Now, we get a value of r ≈ 30 m, which is shown as the outer circle in Fig. 1. If we closely compare the tree locations shown in Fig. 1 with the sky plot for the VOD calculation (Fig. S3), we can see that several tall trees southwest of gnssB are making a large contribution to the VOD; we show this in Fig. 1 as a footprint with r = 20 m where we have removed part of the footprint to the north of gnssB due to the paucity of GNSS orbits in the northern sky. This second line is also to emphasize that the VOD footprint is not a fixed location within the forest but depends on individual tree heights and the distance from the gnssB antenna. Overall, we estimate the VOD footprint at US-NR1 to be around 2000 to 3000 m². The schematic in Fig. S4 provides a picture of how the footprint varies with elevation angle and tree height from the gnssB antenna. As part of the paper discussion (i.e., Burns et al., 2025a), we confirmed that using θ_el = 30° did not significantly affect the resulting VOD.

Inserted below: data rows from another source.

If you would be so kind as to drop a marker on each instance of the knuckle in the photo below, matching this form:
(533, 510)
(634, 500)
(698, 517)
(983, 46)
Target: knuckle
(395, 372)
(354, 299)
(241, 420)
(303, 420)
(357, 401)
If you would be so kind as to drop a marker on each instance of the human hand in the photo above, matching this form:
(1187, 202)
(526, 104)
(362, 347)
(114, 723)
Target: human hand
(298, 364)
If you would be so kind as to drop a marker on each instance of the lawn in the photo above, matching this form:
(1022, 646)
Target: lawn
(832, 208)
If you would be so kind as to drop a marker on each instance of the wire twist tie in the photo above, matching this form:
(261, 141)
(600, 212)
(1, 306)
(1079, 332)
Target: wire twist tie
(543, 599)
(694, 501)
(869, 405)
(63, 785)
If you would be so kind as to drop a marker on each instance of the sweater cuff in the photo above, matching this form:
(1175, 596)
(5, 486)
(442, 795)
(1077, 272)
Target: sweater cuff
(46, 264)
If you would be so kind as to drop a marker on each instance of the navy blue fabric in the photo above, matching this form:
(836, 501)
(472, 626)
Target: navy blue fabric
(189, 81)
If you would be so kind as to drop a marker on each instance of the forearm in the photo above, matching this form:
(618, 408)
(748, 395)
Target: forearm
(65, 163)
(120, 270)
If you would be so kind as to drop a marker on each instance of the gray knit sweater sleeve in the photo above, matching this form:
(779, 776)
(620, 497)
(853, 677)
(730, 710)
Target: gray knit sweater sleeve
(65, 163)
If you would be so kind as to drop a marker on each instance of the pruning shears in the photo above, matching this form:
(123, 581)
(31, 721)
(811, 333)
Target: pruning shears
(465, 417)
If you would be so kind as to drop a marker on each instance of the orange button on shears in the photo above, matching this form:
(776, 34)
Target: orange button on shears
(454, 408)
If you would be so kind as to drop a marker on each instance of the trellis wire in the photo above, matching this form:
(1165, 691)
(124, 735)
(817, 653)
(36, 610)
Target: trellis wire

In contrast, the above-canopy eddy covariance fluxes measured at US-NR1 have a flux footprint climatology of around 50 000 m², depending on the wind direction and atmospheric stability (e.g., Chu et al., 2021). A more explicit view of the US-NR1 flux footprint climatology was calculated using the Kljun et al. (2015) model for five different atmospheric stability conditions for winds from the west (Fig. S12) and for winds from the east (Fig. S13). The footprint analysis is separated into east and west wind directions because winds at the site are typically either upslope (from east) or downslope (from west) (Burns et al., 2011). For comparison purposes, we include the r ≈ 30 m VOD footprint from Fig. 1 in Figs. S12 and S13, and the legend in each figure lists the frequency of occurrence for each stability condition. For downslope winds with strongly stable conditions, the flux footprint size triples and is on the order of 140 000 m² (Fig. S12).